Authors: Susmit Agrawal, Deepika Vemuri, Sri Siddarth Chakaravarthy P, Vineeth N. Balasubramanian
Abstract: Concept-based methods have emerged as a promising direction to develop
interpretable neural networks in standard supervised settings. However, most
works that study them in incremental settings assume either a static concept
set across all experiences or assume that each experience relies on a distinct
set of concepts. In this work, we study concept-based models in a more
realistic, dynamic setting where new classes may rely on older concepts in
addition to introducing new concepts themselves. We show that concepts and
classes form a complex web of relationships, which is susceptible to
degradation and needs to be preserved and augmented across experiences. We
introduce new metrics to show that existing concept-based models cannot
preserve these relationships even when trained using methods to prevent
catastrophic forgetting, since they cannot handle forgetting at concept, class,
and concept-class relationship levels simultaneously. To address these issues,
we propose a novel method – MuCIL – that uses multimodal concepts to perform
classification without increasing the number of trainable parameters across
experiences.
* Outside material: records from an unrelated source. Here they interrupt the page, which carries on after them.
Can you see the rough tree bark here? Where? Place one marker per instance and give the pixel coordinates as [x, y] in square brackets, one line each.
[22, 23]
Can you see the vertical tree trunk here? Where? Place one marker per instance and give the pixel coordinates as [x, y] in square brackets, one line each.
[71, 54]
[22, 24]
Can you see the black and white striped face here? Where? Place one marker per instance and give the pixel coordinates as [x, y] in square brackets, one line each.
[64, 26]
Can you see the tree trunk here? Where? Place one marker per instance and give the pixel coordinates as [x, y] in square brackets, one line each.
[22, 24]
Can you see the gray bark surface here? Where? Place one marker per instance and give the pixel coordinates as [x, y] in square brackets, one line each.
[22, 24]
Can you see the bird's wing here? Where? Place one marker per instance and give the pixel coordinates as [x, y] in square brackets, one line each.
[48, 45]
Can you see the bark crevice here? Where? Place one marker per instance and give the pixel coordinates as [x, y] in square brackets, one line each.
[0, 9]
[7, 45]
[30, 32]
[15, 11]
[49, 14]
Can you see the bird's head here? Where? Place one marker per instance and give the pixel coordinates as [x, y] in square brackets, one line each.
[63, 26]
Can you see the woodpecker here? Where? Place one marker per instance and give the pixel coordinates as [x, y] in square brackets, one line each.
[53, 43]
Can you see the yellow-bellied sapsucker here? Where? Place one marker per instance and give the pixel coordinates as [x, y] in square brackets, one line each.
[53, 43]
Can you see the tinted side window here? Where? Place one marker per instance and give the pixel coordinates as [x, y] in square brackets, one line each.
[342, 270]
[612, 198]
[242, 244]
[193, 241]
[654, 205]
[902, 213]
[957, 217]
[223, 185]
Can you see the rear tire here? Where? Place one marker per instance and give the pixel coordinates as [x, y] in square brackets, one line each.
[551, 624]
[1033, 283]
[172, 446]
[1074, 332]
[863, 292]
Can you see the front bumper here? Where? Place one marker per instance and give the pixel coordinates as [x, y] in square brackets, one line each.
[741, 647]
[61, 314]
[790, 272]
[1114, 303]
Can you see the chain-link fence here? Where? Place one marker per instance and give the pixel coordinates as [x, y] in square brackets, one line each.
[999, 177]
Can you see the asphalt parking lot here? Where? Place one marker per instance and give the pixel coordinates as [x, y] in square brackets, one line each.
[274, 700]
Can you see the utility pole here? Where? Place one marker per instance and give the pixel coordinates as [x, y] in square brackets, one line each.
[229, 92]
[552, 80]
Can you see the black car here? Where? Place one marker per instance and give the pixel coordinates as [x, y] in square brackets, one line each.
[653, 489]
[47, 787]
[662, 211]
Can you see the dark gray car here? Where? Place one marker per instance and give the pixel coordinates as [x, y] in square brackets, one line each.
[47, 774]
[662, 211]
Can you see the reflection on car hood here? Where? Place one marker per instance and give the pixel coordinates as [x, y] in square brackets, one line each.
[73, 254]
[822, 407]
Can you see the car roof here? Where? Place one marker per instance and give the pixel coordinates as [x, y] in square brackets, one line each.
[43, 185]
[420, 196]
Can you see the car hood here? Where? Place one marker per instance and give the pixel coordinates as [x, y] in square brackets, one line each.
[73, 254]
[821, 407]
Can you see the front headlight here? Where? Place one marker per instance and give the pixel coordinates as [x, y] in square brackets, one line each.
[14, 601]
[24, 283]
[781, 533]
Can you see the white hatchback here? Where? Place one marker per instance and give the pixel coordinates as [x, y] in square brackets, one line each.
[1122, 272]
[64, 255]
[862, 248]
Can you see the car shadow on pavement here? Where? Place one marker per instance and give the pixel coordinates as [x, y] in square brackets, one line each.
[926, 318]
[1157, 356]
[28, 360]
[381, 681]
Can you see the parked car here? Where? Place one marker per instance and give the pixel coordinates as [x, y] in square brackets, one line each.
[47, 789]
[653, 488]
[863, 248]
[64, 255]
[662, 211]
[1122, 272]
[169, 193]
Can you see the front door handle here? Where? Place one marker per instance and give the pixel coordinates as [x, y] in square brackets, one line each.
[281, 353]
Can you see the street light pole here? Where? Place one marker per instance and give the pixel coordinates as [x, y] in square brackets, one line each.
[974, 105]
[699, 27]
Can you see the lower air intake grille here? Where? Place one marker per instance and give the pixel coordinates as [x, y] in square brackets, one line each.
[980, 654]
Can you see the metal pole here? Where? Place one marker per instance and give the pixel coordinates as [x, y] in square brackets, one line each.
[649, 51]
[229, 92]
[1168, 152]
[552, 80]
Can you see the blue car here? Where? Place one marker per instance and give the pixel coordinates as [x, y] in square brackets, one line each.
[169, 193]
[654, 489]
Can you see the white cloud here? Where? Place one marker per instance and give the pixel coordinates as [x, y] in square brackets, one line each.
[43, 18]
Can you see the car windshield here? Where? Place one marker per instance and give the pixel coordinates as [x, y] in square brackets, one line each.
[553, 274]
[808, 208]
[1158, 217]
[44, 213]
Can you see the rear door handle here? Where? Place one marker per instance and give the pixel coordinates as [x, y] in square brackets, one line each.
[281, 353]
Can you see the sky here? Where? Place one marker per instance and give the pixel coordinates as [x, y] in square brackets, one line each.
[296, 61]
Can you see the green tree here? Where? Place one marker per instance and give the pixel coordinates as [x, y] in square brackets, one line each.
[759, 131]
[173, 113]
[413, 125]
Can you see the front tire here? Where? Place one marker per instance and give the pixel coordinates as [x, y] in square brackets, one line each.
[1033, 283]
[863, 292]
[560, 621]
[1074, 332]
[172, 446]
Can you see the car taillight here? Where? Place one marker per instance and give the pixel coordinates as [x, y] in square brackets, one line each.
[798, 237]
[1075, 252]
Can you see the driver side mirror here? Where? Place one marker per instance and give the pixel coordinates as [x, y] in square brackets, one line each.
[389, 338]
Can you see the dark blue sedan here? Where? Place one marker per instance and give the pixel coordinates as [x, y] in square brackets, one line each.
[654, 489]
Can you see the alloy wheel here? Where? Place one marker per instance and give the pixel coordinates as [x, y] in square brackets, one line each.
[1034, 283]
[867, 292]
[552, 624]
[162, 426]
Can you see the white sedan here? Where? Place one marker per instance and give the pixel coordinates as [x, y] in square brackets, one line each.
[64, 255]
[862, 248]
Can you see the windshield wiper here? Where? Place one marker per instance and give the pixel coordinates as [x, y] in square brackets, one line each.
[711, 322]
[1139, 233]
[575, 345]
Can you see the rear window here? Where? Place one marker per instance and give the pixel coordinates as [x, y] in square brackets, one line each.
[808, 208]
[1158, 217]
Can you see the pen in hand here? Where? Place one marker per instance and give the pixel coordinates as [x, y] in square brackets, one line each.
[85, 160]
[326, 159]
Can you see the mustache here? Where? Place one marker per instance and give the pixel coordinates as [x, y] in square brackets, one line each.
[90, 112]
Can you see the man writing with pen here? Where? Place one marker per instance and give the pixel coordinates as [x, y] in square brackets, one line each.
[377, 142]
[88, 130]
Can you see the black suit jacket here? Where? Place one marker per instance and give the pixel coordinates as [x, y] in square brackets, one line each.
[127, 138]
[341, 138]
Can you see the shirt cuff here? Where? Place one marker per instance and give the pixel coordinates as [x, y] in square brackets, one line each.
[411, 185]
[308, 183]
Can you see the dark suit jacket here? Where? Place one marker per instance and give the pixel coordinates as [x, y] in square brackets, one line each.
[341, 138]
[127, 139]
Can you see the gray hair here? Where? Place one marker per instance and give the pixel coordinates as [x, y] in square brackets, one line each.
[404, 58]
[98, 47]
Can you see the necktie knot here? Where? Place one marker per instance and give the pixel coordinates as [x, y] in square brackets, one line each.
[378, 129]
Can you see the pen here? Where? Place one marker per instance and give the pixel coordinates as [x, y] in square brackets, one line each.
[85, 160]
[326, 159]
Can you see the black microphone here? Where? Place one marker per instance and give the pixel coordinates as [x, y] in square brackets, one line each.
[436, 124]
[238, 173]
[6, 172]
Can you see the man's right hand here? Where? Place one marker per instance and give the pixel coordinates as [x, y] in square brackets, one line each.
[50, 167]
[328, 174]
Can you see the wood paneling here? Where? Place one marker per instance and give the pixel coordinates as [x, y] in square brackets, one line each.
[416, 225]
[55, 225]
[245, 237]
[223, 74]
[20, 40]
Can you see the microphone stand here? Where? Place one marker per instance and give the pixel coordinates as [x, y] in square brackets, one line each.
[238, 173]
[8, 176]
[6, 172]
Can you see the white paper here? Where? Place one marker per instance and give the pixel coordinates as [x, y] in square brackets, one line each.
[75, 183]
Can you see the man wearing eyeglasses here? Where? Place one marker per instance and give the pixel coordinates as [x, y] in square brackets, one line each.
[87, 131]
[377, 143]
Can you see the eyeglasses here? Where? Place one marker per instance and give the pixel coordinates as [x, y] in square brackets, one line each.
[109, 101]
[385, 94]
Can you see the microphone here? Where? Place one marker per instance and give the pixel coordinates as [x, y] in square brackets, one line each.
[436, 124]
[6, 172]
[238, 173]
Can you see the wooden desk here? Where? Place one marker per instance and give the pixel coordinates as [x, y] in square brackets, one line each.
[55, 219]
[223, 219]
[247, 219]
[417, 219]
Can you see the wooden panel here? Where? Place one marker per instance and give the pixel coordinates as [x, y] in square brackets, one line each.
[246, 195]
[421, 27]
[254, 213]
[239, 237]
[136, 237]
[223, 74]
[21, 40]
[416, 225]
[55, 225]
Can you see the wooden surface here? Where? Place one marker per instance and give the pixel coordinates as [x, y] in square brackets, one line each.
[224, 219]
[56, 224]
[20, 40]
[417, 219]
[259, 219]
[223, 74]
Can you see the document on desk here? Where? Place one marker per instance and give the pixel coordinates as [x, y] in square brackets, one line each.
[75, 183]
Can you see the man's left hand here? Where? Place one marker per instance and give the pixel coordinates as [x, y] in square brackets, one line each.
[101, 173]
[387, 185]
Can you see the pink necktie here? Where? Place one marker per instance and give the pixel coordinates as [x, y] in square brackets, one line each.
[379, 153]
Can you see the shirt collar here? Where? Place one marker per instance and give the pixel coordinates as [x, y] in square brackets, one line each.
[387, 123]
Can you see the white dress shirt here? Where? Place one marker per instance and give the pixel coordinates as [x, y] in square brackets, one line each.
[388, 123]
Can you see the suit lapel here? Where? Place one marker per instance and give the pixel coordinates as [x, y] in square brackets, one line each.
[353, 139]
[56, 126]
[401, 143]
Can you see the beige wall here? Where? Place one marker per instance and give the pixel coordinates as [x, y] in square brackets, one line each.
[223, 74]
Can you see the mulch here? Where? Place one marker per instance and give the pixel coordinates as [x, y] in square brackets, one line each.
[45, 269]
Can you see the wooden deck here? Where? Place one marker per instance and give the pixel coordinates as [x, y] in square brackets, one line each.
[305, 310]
The multimodal concepts are aligned to concepts provided in
natural language, making them interpretable by design. Through extensive
experimentation, we show that our approach obtains state-of-the-art
classification performance compared to other concept-based models, achieving
over 2$\times$ the classification performance in some cases. We also study the
ability of our model to perform interventions on concepts, and show that it can
localize visual concepts in input images, providing post-hoc interpretations.
Source: http://arxiv.org/abs/2502.20393v1